The pilots themselves frequently sing "Hurrah for the Next Man That Dies"—and teach it to their German guest—as a grimly sardonic defiance of death. The song was a popular World War I drinking song. The lyrics come from a much older poem written in the early 19th century, recording the bravado of British soldiers struck down by the plague in India. The poem has been attributed to two different authors, Bartholomew Dowling and W.F. Thompson, but Thompson's work appears in a volume of poetry published in Calcutta in 1835., when Dowling was 12 years old. Dowling died in 1863, 51 years before this poem was attributed to him in A Collection of Verse by California Poets (1914).

Each arrival of new replacements is announced by their cheerful singing of "Pack Up Your Troubles in Your Old Kit-Bag", demonstrating their callow eagerness.

In addition, the flyers' carousing nature is emphasized in one scene with music. After Scott's return, he and Courtney drive off in a motorcycle sidecar boisterously singing "Plum and Apple" with their enlisted driver. This was an enlisted men's/other ranks' ditty about the class distinctions of rations at the front.

==Reception==
With another world war threatening, the pacifistic script of The Dawn Patrol was well received by audiences and critics. The film was one of Warner Bros. most popular movies of 1939. According to Warner Bros. records, it earned $1,313,000 domestically and $872,000 foreign.

Variety echoed many of the critics' reactions: "Dawn Patrol sparkles because of vigorous performances of the entire cast and Edmund Goulding's sharp direction. Story [by John Monk Saunders] is reminiscent of previous yarns about the flying service at the front during the World War.

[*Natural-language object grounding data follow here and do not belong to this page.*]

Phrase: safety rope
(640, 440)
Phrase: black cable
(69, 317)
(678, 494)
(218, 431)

Yet it is different in that it stresses the unreasonableness of the 'brass hats' - the commanders seated miles from the front who dispatched the 59th Squadron to certain death in carrying out combat assignments."

==Home media==
On March 27, 2007, Warner Bros. released The Dawn Patrol on DVD. Special features include Warner Night at the movies 1938: Vintage Newsreel, musical shorts "The Prisoner of Swing" and "Romance Road". Also included is the vintage Looney Tunes cartoon What Price Porky.